(The Valley Gazette, April 1978, From the program for the 31st annual St. Patrick's Day Banquet of the Irish-American Association of the Panther Valley held March 17, 1978)
According to the 100th Anniversary booklet of St. Joseph' Church, Summit Hill, which describes the spread of settlers from Old Mines toward what is now Coaldale:
--"Further west in the valley in 1846, six double houses were built in a row just west of the old tunnel. Here dwelt with their families the toilers in the early coal operations, and here were born and lived for a time some few of the later estimable residents of Coaldale. The most trustworthy available accounts accord the honor of being the earliest residents here to Mr. Hoben, Owen Fisher, Christopher Burns and John Scott"
The "Mr. Hoben" mentioned was the great grandfather of tonight's recipient of the prestigious Shamrock Award of the Irish-American Association of Panther Valley, Richard J. Hoben. The roots go deep.
Dick Hoben was born in Coaldale, February 24, 1920, a son of the late William and Mary Hoben. He was educated in St. Mary's school for ten years, and before graduating from Coaldale High School in 1937 he was captain of the gymnastic team, was on the National Honor Society, was editor of the school yearbook and won the Panther Valley Oratorical Contest. He was also a carrier boy and town reporter for the Morning Call of Allentown.

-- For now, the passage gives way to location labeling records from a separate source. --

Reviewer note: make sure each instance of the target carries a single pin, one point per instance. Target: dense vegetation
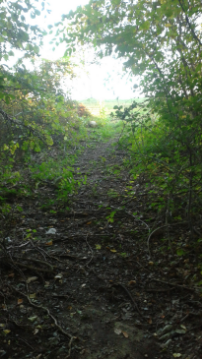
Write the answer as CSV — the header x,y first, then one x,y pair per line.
x,y
160,41
100,223
39,121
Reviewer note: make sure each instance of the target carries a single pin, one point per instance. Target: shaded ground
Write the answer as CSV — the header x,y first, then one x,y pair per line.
x,y
84,285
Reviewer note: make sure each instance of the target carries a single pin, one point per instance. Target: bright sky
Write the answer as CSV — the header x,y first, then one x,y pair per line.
x,y
94,84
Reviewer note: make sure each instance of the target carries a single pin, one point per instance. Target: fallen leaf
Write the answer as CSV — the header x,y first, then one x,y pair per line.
x,y
49,243
33,318
117,331
125,334
11,275
32,296
58,276
51,231
31,279
6,331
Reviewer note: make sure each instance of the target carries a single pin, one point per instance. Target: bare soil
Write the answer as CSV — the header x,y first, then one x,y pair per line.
x,y
91,289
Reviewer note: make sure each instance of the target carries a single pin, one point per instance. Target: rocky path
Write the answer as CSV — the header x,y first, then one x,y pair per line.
x,y
83,285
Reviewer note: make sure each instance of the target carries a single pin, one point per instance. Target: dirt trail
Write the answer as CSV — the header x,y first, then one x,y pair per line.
x,y
88,279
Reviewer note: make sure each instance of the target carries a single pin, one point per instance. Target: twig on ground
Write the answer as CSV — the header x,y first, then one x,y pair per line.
x,y
130,296
181,286
49,314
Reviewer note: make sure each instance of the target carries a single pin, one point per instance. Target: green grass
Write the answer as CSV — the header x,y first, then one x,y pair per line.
x,y
96,107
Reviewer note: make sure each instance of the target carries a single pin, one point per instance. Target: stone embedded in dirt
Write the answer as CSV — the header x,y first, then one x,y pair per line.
x,y
51,231
92,124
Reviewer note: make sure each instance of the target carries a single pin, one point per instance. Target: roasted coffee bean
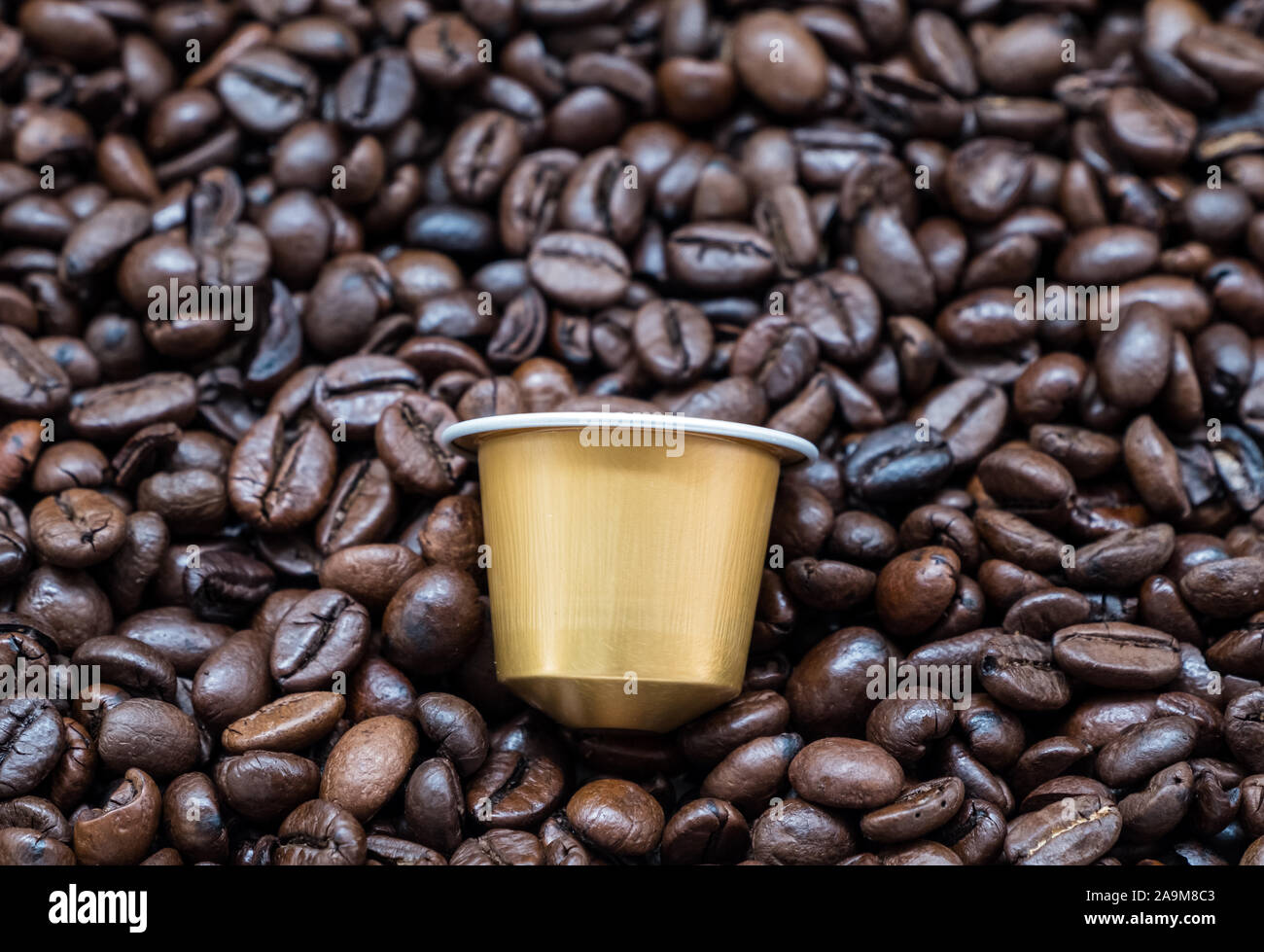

For four years after his graduation, he worked for the Call as a reporter and photographer, starting at $12.50 a week for a seven-day, 90-hour week. Jobs were hard to come by. He enlisted in the Navy in December, 1941, serving as a Yeoman and later a Navy pilot. He also joined a Ready Reserve squadron for the Korean War. His older brother, T/Sgt. Billy Hoben, lost his life in 1943 in a B-17 crash in North Africa.
The recipient was an inquisitive, restless soul during the past forty years, with an overriding faith in the future of his native Panther Valley. His many writings, civic activities and variety of jobs reflected that faith.
Over a period of sixteen years, with interruptions for a wide variety of pursuits, he was editor of the Evening Record of Lansford, where he introduced the popular daily editorial on local subjects. Two of these editorials were placed in the Congressional Record by the late Congressman "Tad" Walter.
A graduate of the American Airlines Pilot School, he unsuccessfully attempted to establish a Tamaqua Municipal Airport in Hometown. With his brother-in-law, Bob Scutta, and Leo Boran of Tuscarora he joined in founding Panther Valley's first and only flying service, towing aerial banners behind a plane they bought for $350. He established the unique Miner's Laundry in the early fifties, to specialize in washing miners' work clothes. All the mines in the Valley shut down ten months later.
He was associated with his brother-in-law in a coal operation for three years, owned half of a bootleg mine for a short time, was half-owner of the Walton Sign Company, picked up some loose change by doing a daily radio broadcast and announcing high school football games, and still found time to spend many happy summers at his little cabin on the north shore of Hauto Dam.
As public relations director for Pencor Services, he has much to do with the firm's major changeover to offset printing when it began acquiring local newspapers, and with locating today's Times-News in the former Classic Theatre in Lehighton. He wrote Lehighton's Centennial Book in 1966 and Lansford's Centennial Book in 1976. He wrote, directed and narrated a 16 mm. full color documentary film, “New Horizons for Carbon County." He is a lector at St. Ann's Church, Lansford.
Dick was a charter member and past president of the Coaldale Lions Club, charter member and past president of the Carbon County Tourist Promotion Agency and Past Exalted Ruler of the Lansford Elks. He is a member of the Coaldale American Legion Post and Lansford Amvets, and the Rod and Gun clubs of Coaldale and Summit Hill.
Our recipient is in his tenth year as executive secretary of the Carbon-Schuylkill Industrial Development Corp. His unstinting efforts to bring in new industries and create new jobs for the people of Panther Valley are widely known.
He was married in 1948 to Beatrice Boyle of Lansford, who passed away five years ago this month. His wife, Margie, and his son, Rick, join with his sisters and step-children tonight in congratulating the 1978 recipient of our Shamrock Award.